If you invest in dividend paying stocks like General Dynamics (GD) or Raytheon (RTN) you are contributing to genocide. Of course I am being overly dramatic, but a reader of the site named John made a very thought provoking comment on this post about investing in Exxon who was just added to the Dividend Aristocrats. He asked whether I considered the social consequences of my investing decisions when deciding to buy a stock. This is something I wrote about a couple of years ago and wanted to look at it again.
Historically, a number of the best dividend paying companies offered some of the best dividend yields around. Take Altria as an example. For years Altria sported a yield anywhere between 4% and 6%. The trouble was, as an investor you needed to be comfortable investing in a company that sold cigarettes and other tobacco products.

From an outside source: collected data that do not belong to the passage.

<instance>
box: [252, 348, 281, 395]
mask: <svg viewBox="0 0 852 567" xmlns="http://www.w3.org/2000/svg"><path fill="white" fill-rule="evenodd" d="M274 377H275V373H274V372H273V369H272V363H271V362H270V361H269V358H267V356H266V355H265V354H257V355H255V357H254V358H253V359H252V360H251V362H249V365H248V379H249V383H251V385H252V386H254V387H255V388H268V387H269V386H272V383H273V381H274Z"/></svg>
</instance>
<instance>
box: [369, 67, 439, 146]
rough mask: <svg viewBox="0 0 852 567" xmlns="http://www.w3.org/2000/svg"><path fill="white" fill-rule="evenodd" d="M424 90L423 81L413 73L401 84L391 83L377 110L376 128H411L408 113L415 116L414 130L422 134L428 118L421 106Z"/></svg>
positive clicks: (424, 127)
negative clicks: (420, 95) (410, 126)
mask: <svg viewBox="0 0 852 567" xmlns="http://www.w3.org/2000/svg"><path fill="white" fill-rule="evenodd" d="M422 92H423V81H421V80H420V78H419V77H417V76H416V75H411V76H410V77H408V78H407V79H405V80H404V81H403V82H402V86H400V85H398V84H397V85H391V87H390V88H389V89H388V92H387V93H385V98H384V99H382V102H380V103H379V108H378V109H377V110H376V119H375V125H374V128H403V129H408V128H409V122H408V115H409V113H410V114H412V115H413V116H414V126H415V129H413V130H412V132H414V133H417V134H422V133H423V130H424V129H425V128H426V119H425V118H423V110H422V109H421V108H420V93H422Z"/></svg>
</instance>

The same thing can be said for companies such as Anheuser Busch who produces alcohol (i.e. drinking) related products (and is a Dividend Achiever) or CryptoLogic who are in the gambling business. Further evidence that investing in sin stocks can be seen by quickly looking at a chart comparing the S&P 500 and the Vice Mutual Fund, which as the name implies invests in stocks that are questionable to some. The chart clearly shows how well investing in these stocks has done:
The rewards can be substantial for these stock over time especially if dividends are raised, but at what cost to society? I have my own views on investing in these stocks and don’t want to debate that here. Each investor needs to make this decision for themselves as it is very personal. What I do want to provide is some questions to ask yourself when deciding to buy any company, whether they are considered sin stocks or not.
1. If you buy this stock, will you be comfortable with the business they are in?
2. If you buy this stock, will you be proud to own it?
3. Are you comfortable with the negative social stigma the company may have?
4. Does investing in this stock go against your moral or spiritual beliefs?
Keep in mind that we are somewhat talking about getting emotions involved in investment decisions, which is rarely (never) a good idea. Be cautious about this and ensure you are considering all the facts before making your ultimate decision. However, you need to be comfortable with your decision and able to live with it so in this case I think it is ok to let your emotions creep in somewhat.